This pilot had flown into the airport many times over the 36 years he recounts. He had a preference for landing ‘on the numbers’, so he usually made a low approach. The fence that he hit was 400 ft from the runway, so any lost of headwind would affect his descent rate.
His analysis was that he should have been higher and made a steeper final approach.
I always plan on landing on the first 500 ft of the runway, but I’m usually high on short final, so have to slip it down, usually twice. Also I’m always close enough to the runway, in the pattern to be able to glide to a safe landing.
Practicing power-off 180s to the runway should be part of every pilot’s practice maneuvers.
Read the docket form 6120 and reply with what you think caused this crash.;
https://dms.ntsb.gov/pubdms/search/hitlist.cfm?docketID=60653&CFID=2949764&CFTOKEN=ce0b48dffe12492d-42A13A7E-A717-5CD0-FC44215636BB22BC
My PA 28 burns 10 gallon of fuel per hour during touch and go practice manuvering. If he took off with only 10 gallons of fuel on board I seriously doubt carb ice, it just ran out of fuel IMHO. I’VE never experienced carb ice, the carburetor is mounted to the oil pan, it’s as hot as the oil in the engine. I’m not saying it would never happen, just I’ve never experienced carb ice.
Thank you so much for sharing this about carb ice!I live and fly in the Mojave Desert and have not had much experience good to know!!!
This accident should remind all of us just exactly what carb ice is, what it can do, and how to avoid the problem at all times. The last is easy! Use it ALL THE TIME whenever you retard the throttle, and be very aware of its effects any time that you might experience it. A lot of people I have flown with will check carb ice before landing, and not noticing any problem, will then push it back in.

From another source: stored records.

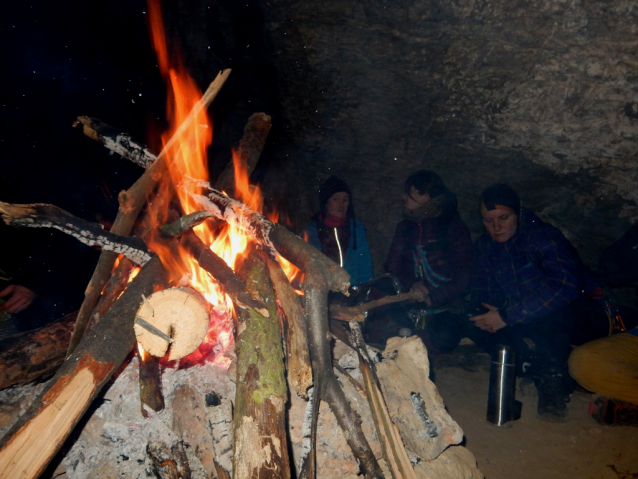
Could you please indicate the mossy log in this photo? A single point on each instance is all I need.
(261, 445)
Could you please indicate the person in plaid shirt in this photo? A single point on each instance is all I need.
(533, 285)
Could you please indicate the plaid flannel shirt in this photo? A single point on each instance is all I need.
(535, 272)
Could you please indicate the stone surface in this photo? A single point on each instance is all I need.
(540, 95)
(426, 433)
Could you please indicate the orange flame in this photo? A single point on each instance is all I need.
(187, 157)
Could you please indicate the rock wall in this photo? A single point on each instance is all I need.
(542, 95)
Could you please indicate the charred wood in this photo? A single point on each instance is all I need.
(261, 444)
(151, 394)
(92, 234)
(116, 141)
(35, 438)
(321, 276)
(298, 366)
(35, 355)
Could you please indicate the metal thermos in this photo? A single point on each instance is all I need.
(500, 400)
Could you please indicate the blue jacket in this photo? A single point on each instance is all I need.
(358, 263)
(535, 272)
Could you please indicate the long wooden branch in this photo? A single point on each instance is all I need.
(131, 203)
(298, 365)
(393, 449)
(117, 141)
(49, 216)
(33, 441)
(321, 276)
(357, 313)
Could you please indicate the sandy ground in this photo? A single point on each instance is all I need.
(531, 448)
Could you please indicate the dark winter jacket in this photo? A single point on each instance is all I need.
(535, 272)
(436, 251)
(358, 263)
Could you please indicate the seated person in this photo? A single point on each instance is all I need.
(530, 280)
(432, 250)
(338, 234)
(609, 366)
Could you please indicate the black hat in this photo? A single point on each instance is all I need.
(500, 197)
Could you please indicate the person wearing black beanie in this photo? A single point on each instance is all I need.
(338, 234)
(531, 283)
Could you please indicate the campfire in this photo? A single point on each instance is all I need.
(190, 270)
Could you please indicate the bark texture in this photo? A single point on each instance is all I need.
(261, 445)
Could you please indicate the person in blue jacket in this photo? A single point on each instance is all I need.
(338, 234)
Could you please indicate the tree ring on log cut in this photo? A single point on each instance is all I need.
(181, 313)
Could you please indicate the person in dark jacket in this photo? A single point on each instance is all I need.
(338, 234)
(432, 250)
(532, 282)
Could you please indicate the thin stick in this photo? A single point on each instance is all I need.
(357, 313)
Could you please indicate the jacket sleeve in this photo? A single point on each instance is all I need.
(559, 283)
(459, 257)
(394, 263)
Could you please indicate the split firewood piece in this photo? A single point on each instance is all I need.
(39, 215)
(393, 449)
(35, 355)
(179, 313)
(358, 313)
(248, 152)
(116, 141)
(131, 203)
(151, 394)
(31, 443)
(298, 364)
(169, 461)
(219, 413)
(185, 223)
(261, 444)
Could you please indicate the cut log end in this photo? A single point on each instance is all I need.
(180, 313)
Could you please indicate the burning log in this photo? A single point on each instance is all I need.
(178, 313)
(321, 276)
(261, 445)
(34, 355)
(34, 439)
(298, 364)
(131, 203)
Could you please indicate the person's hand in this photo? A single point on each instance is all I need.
(19, 300)
(420, 288)
(490, 321)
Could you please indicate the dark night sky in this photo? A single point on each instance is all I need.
(60, 60)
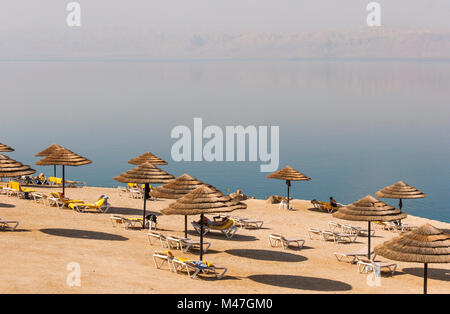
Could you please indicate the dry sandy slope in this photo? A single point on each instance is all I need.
(115, 260)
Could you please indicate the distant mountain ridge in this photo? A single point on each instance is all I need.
(377, 42)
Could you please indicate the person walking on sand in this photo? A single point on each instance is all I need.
(333, 202)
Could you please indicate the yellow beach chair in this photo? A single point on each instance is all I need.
(17, 189)
(228, 228)
(101, 205)
(64, 200)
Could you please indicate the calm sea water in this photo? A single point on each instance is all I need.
(353, 127)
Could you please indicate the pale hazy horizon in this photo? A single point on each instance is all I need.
(200, 29)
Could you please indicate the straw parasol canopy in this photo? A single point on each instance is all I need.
(5, 148)
(145, 173)
(178, 188)
(203, 200)
(63, 157)
(426, 244)
(49, 150)
(369, 209)
(289, 174)
(147, 157)
(400, 190)
(9, 168)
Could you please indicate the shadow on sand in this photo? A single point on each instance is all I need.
(267, 255)
(219, 236)
(301, 282)
(130, 211)
(317, 210)
(433, 273)
(83, 234)
(7, 205)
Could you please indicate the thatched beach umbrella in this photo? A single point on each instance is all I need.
(177, 188)
(147, 157)
(63, 157)
(369, 209)
(426, 244)
(49, 150)
(400, 190)
(9, 168)
(203, 200)
(145, 173)
(6, 148)
(289, 174)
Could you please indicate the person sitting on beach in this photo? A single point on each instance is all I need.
(219, 222)
(205, 221)
(333, 202)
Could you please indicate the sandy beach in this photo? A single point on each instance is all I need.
(116, 260)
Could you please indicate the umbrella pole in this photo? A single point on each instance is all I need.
(368, 244)
(64, 181)
(425, 275)
(146, 190)
(288, 183)
(201, 236)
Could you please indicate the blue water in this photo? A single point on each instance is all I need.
(353, 127)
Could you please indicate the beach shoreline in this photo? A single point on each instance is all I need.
(116, 260)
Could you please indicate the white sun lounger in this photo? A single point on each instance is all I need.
(9, 224)
(365, 266)
(190, 266)
(247, 223)
(162, 258)
(336, 236)
(277, 240)
(352, 257)
(228, 231)
(158, 237)
(185, 244)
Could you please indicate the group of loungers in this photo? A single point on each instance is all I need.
(132, 190)
(191, 267)
(365, 264)
(42, 180)
(56, 199)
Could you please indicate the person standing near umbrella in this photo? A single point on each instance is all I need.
(289, 174)
(63, 157)
(177, 188)
(48, 151)
(426, 244)
(145, 173)
(203, 200)
(150, 158)
(9, 168)
(6, 148)
(369, 209)
(400, 190)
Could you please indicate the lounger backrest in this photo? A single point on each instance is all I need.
(100, 202)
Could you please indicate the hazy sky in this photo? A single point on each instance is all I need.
(224, 15)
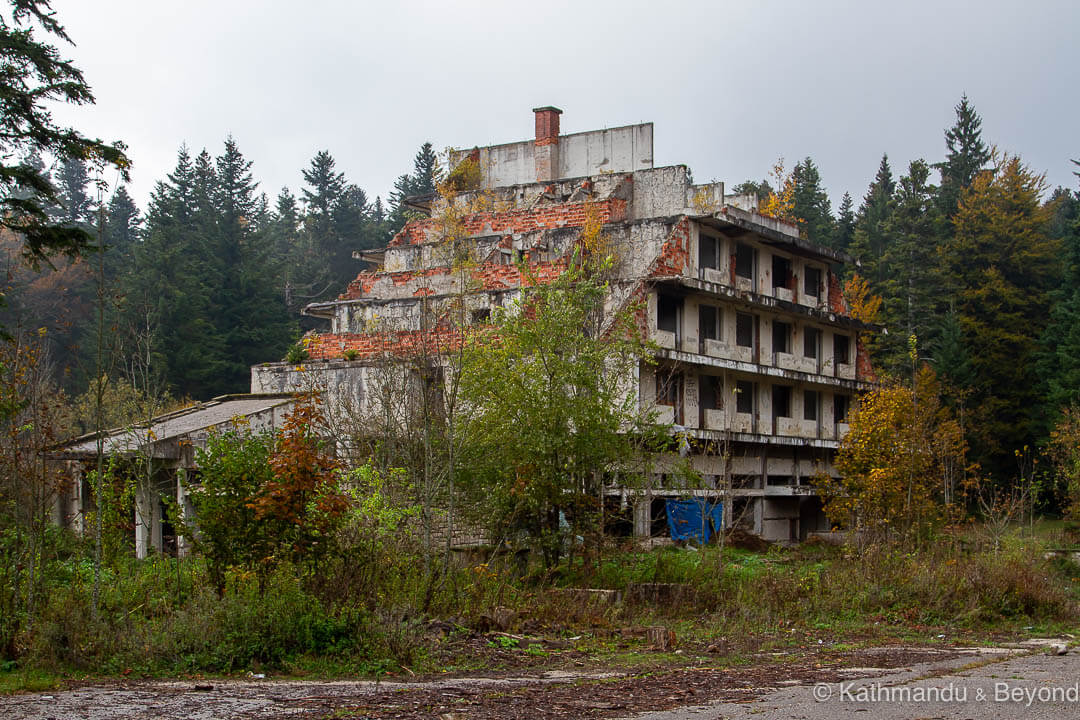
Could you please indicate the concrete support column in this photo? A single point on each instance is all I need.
(643, 517)
(181, 510)
(144, 519)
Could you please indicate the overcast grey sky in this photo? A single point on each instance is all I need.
(730, 85)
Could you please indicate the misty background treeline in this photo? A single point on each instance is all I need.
(212, 274)
(975, 259)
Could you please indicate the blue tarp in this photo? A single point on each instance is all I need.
(685, 519)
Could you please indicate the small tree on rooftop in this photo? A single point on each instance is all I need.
(549, 408)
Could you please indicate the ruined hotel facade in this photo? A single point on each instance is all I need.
(758, 360)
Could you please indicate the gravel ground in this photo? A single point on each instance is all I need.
(551, 694)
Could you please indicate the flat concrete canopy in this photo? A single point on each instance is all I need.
(162, 436)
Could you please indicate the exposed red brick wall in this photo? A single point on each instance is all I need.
(835, 294)
(863, 368)
(401, 343)
(547, 217)
(674, 254)
(489, 275)
(547, 124)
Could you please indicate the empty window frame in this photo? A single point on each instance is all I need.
(781, 272)
(841, 349)
(744, 260)
(710, 323)
(744, 396)
(782, 401)
(781, 337)
(811, 282)
(667, 311)
(840, 406)
(811, 340)
(744, 329)
(709, 252)
(669, 388)
(712, 392)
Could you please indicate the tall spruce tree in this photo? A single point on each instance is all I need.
(420, 181)
(811, 204)
(966, 155)
(1000, 267)
(910, 285)
(845, 223)
(76, 206)
(1060, 354)
(122, 227)
(869, 241)
(253, 320)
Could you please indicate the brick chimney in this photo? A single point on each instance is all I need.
(545, 151)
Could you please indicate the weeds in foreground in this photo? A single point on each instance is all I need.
(289, 623)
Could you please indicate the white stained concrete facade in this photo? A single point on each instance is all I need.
(758, 358)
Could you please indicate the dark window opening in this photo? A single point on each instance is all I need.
(744, 330)
(841, 349)
(744, 396)
(709, 323)
(740, 481)
(811, 282)
(781, 337)
(709, 255)
(810, 405)
(782, 401)
(810, 336)
(744, 261)
(782, 272)
(712, 392)
(667, 388)
(840, 405)
(667, 309)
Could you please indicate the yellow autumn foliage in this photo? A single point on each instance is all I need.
(900, 461)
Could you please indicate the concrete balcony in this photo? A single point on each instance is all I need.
(714, 275)
(715, 349)
(664, 339)
(715, 419)
(794, 428)
(742, 422)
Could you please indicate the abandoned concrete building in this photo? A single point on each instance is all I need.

Don’t do that. Keep it on until after landing. That might have been the cause of this accident.
I will give a couple of examples as to what I meant there. First off, carb ice will form in ANY system, but it is most common in carbureted engines. That is because the butterfly in a carb causes a drastic loss in AIR PRESSURE where the butterfly has the intake closed, plus the additional cooling effect of the vaporizing fuel right there. When the engine is cold to start with, e.g., right after startup and taxiing out, the effect is the strongest. However, you don’t want to use carb heat on taxi–you will bypass the air filter when you have the most chance of blowing up dust into the air intake. However, you always check carb heat on runup, right? HOW DO YOU CHECK IT? Pull it on, check for RPM DROP, no drop, push it back in, right? NO! It is ICE, right? HOW LONG DOES IT TAKE FOR not-that-hot exhaust pipe heated hot air, (which is where the hot air for carb heat comes from) TO MELT ICE????? It doesn’t happen instantly, and if you just pull on carb heat, check for drop, and push it back in, YOU HAVE NOT GIVEN IT A CHANCE TO MELT ANY ICE THAT WAS THERE! And this is so vitally important. If you have developed ice on taxi out, you certainly want to find that out before takeoff. I usually give it a twenty-count before pushing the carb heat back in.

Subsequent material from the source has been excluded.